Tumblr just ate my long blog post, so here’s a short one.
I like immutable systems. They are the future.
Perhaps this is a weird coming from someone who wrote a major automation system primarily used in *not* following this methodology? Let’s rationalize this.
In large updates, I’ve seen the optimizations you have to take to make sure you don’t catch your package mirror on fire, or the slowness and unreliability of operating on the open internet. This exists, you can optimize around it, but if you could make your deployment just go “click”, I think you’d want to do it.
I don’t believe in the bugbear of configuration drift, but I do believe the only way to be absolutely certain is to smite a system entirely. And the only way to ensure you are not attached to it and can rebuild in an emergency is if you feel no fear in doing this.
Ironically, I DO prefer the idea that descriptions of automation can be written in bash, because in such descriptions (packer or docker files), there is no need for loops, if statements, or other things in bash that suck - just package installs and the like. *Most* developers probably don’t have to learn an automation system that way, and they can write baby-bash just like you’d type in at a shell. Easy enough.
And the security team, if using an overlay system (like Docker), can deploy base OS configuration, and they can use Dockerfiles to build on top of that.
Caveat - I think images must come from a build system. Using anybody’s canned images as a baseline is reckless. I was actually at a startup that this nailed many years ago (rPath), but unfortunately it was mired in a custom package system. But they had a cool image builder, that could do local image builds for EC2 and VMware, without needing to spin up cloud instances. Which I like a lot about Docker as compared to say, Packer.
But yeah, config management? Where it going if I say bash is ok? The future of configuration management systems is in deploying cloud infrastructure that will later run immutable systems via an API level.
The need for orchestration systems to do version flips is somewhat the last remaining need for them in immutable systems territory. I’m looking for cloud/virt providers to eventually provide continuous deployment APIs like flip(instance_group, load_balancer_id, version1, version2).
To keep up, I view orchestration systems as needing to embrace workflow, merging with build systems, producing images, and perhaps attempting to provide those higher “cluster level” APIs prior to clouds more natively doing this.
Ultimately the plumbing for a version flip is something we can all standardize. It would be possible to write a book showing idiomatic ways for all cloud providers and most Docker “cloud” systems, in all of the 3 major config systems, in I think about 50 pages. . One of the very best examples was a 1-page Docker flip shown by Jesse Keating somewhere in the middle of this talk. I think somebody should probably do this – most people’s infrastructure follows the same pattern.
I don’t believe people aren’t ready for this. There are easy steps. First, make sure all data on your system can be externalized - use RDS or Cassandra. Keep your logs off system. Use something like logstash or Splunk. Monitor externally. Get to rolling updates with your classic automation. Now just swap your classic automation out for an image build, that reproduces the configuration of your classic automation. You’re done.
So yeah, there’s me in the corner, losing my religion.

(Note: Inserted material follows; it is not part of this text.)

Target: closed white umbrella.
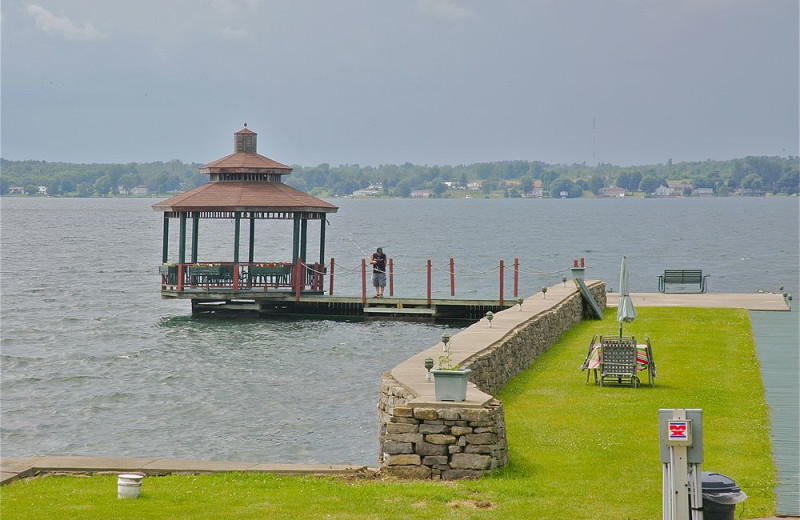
[617,256,636,338]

Config tools still have a place - in building the automated systems that allow folks to focus on business logic, but I think there are going to move down-stack to doing things like automating OpenStack. The longer term future is about cloud/virt systems like this provisioning themselves, but they are still yet a bit too complicated in the way they are going about it, but I feel it’s coming.
While PaaS has not become a reality for everyone, I think the idea of advancing your deployment between two versions as a “cloud API” on a cloud/virt provider are going to be a reality, to where this just becomes a given, and immutable is going to feel more and more natural over time.

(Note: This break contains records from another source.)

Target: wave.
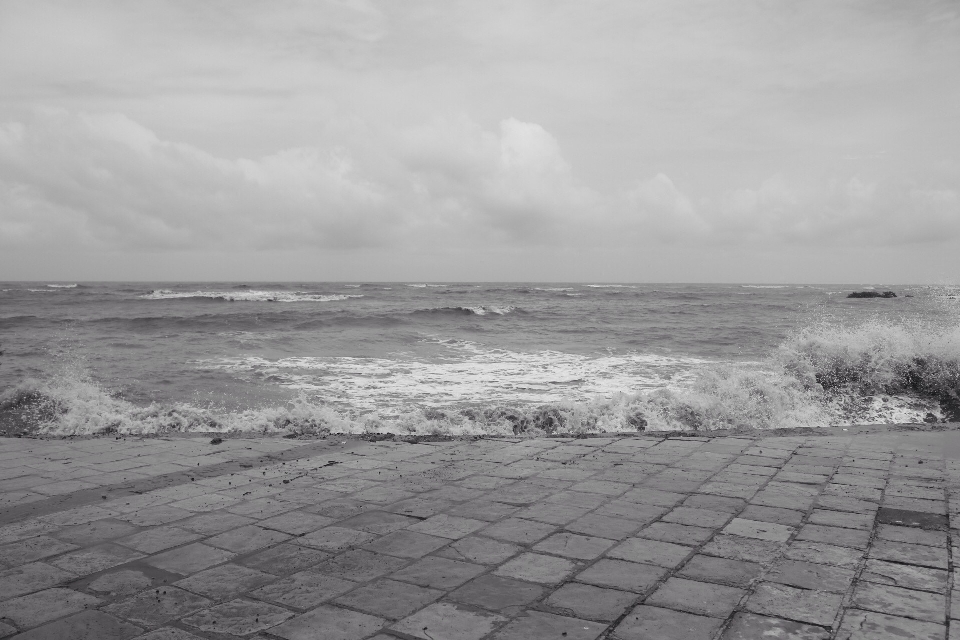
[583,284,636,289]
[0,321,960,436]
[140,289,363,302]
[411,305,524,316]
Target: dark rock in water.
[627,411,647,431]
[847,291,897,298]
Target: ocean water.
[0,282,960,434]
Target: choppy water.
[0,282,960,433]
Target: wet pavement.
[0,428,960,640]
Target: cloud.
[0,109,960,258]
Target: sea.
[0,282,960,436]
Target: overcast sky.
[0,0,960,283]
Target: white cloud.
[0,109,960,262]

There are easy steps to start getting there now.
So yeah, are people going to be writing in config tools a bit less? Yes. But they will still exist under the clouds. Ultimately in the end it means more time for everyone to focus on business logic versus thinking about deployments, so I’m a fan of that.
To me, coding was always about making ideas real, not about the coding itself. I’m cool.
Have I’ve said too much? I’ve said enough.